2”) Contre la faute seconde

Et la fille aînée de l’orgueil est la révolte contre les autres. Le mal est alors l’ambition qui désire être au-dessus des autres. Or, la charité préfère servir le prochain (cf. Ga 5,13). Donc, “Elle n’est pas ambitieuse”, c’est-à-dire fait éviter l’ambition selon Qo 2,14.

b’) Dans l’affectivité

Double est l’appétit sensible, concupiscible et irascible.

1”) Dans l’appétit concupiscible

Le désordre de cet appétit est la racine de tous les péchés capitaux et réside dans le désordre de la cupidité par laquelle on néglige les intérêts des autres, pour soi, réclamant devant la justice et avec scandale ce qui lui a été enlevé, parce qu’elle préfère l’argent au salut du prochain (cf. Ph 4,17 ; 2,21). Or, la charité fait aimer son prochain comme soi-même et fait donc chercher ses intérêts propres comme ceux des autres, préférant leur salut à l’argent (cf. 1 Co 9,33). Donc, “elle ne cherche pas ses propres intérêts”.

2”) Dans l’appétit irascible

La passion la plus désordonnée de l’irascible est la colère. Or, celle-ci est le désir immodéré de la vengeance. Mais le propre de la charité est de remettre les offenses au lieu de les venger sans mesure ni règle (cf. Col 3,13 ; Jc 1,20). Donc, “elle ne s’irrite pas”, mais résiste aux provocations de la colère.

b’) Dans la raison pratique

La charité réprime aussi tout désordre dans le choix des actes réalisés par la raison pratique. Or, celui-ci consiste dans le conseil, puis dans l’élection mue par l’appétit de l’objet proposé. Donc, la charité repousse :

1”) Toute perversité dans le conseil

La perversité consiste à penser comment accomplir le mal (cf. Mi 2,1 ; Mt 9,4). Or, la charité ne souffre pas que, sur mille conjectures et par des jugements téméraires, on pense le mal sur le compte du prochain (Is 1,16) : “Faites disparaître”. Donc, “la charité ne pense pas le mal”.

2”) Toute jouissance déréglée

[La charité repousse] ensuite la jouissance déréglée pour le mal choisi par le conseil. En effet, celui qui pèche par passion commet le péché avec quelque remords et douleur. Mais, par un choix délibéré, il se réjouit du choix même du péché (Pr 2,14). Or, la charité est l’amour du souverain Bien auquel tout péché répugne. Donc, “elle ne se réjouit pas de l’injustice”, ne s’oppose pas au salut du prochain mais le désire (cf. 2 Co 12,21).
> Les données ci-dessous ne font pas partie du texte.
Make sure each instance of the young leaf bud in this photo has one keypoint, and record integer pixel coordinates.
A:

2) La charité opère tout bien

Or, double est la personne à qui est destiné le bien : le prochain et Dieu.

a) À l’égard du prochain
1’) En se réjouissant du bien d’autrui

La charité met sa joie dans la vérité”, c’est-à-dire dans la vie, la doctrine ou la justice même de notre prochain : car la charité aime le prochain comme nous-même ; or nous aimons le vrai (cf. 1 Jn 1,3).
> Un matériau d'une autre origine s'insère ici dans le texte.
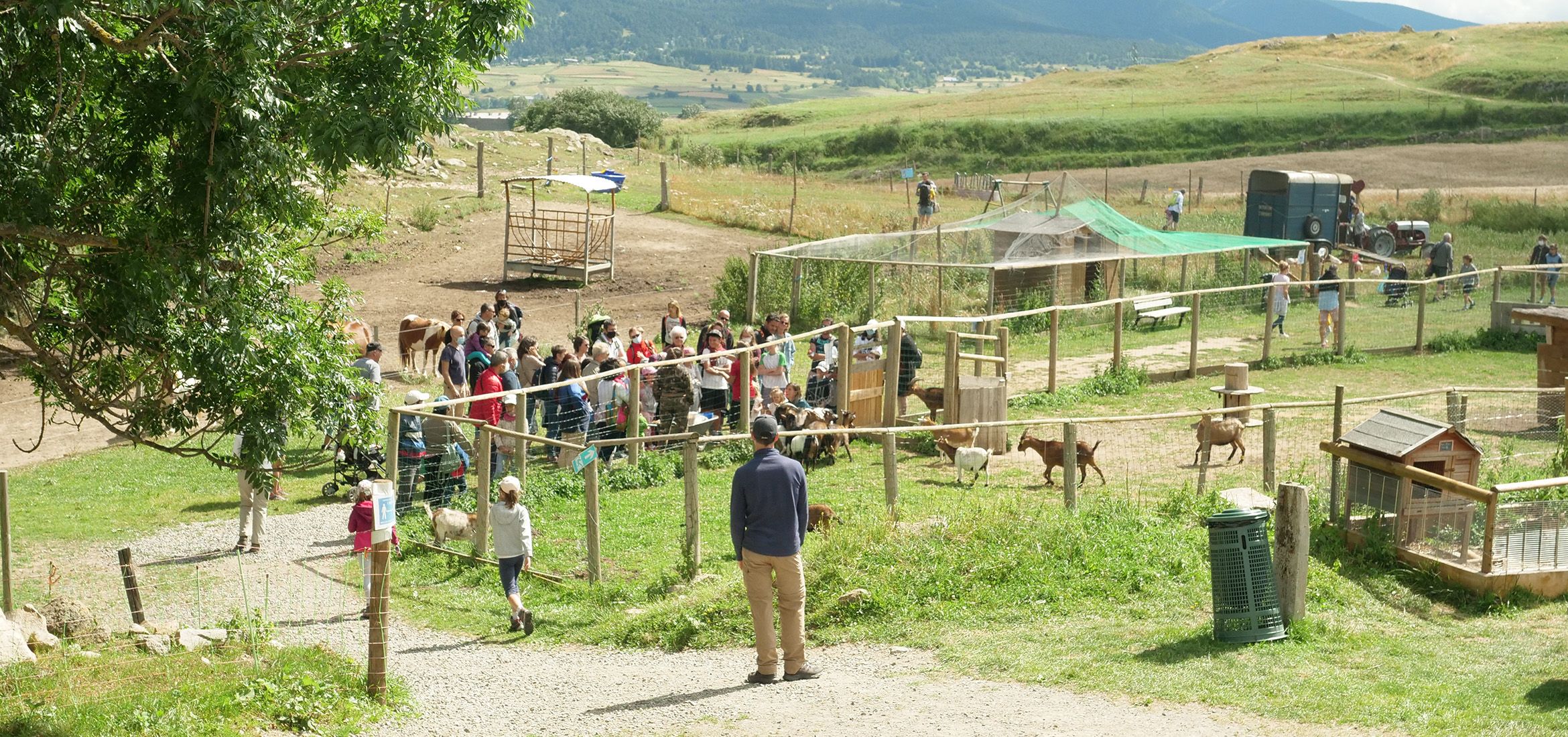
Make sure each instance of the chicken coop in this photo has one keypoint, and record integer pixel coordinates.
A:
(556, 241)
2’) En supportant le mal qui vient d’autrui

La charité donne de supporter avec la patience convenable les maux qui viennent du prochain, ses défauts ou toute autre adversité, sans se troubler : “elle supporte tout” (cf. Rm 15,1 ; Ga 6,2).

b) À l’égard de Dieu

Or, nous opérons le bien par rapport à Dieu surtout par les actes des vertus théologales qui ont Dieu pour objet ; or, ces vertus sont trois (cf. 1 Co 13,13), dont la charité. Reste donc :

1’) La foi

La charité lui donne forme achevée. Or, parfaire, donner une foi formée est donner une adhésion à tout ce qui est divinement transmis (cf. Gn 15,6) mais non à tout ce que disent les hommes (cf. Qo 19,4). Donc, “la charité croit tout”.

2’) L’espérance

L’espérance doit être tournée vers Dieu, et ce malgré les maux et la longueur de l’attente. Donc la charité fait d’abord espérer tout ce qui est promis par Dieu : “elle espère tout” (cf. Si 2,9). Et ensuite, “elle souffre tout”, attendant avec patience ce que Dieu a promis, même s’il nous semble tarder l’accomplissement de ses promesses (cf. Ha 2,3 ; Ps 24,13) : “S’il tarde à paraître, attendez-le”.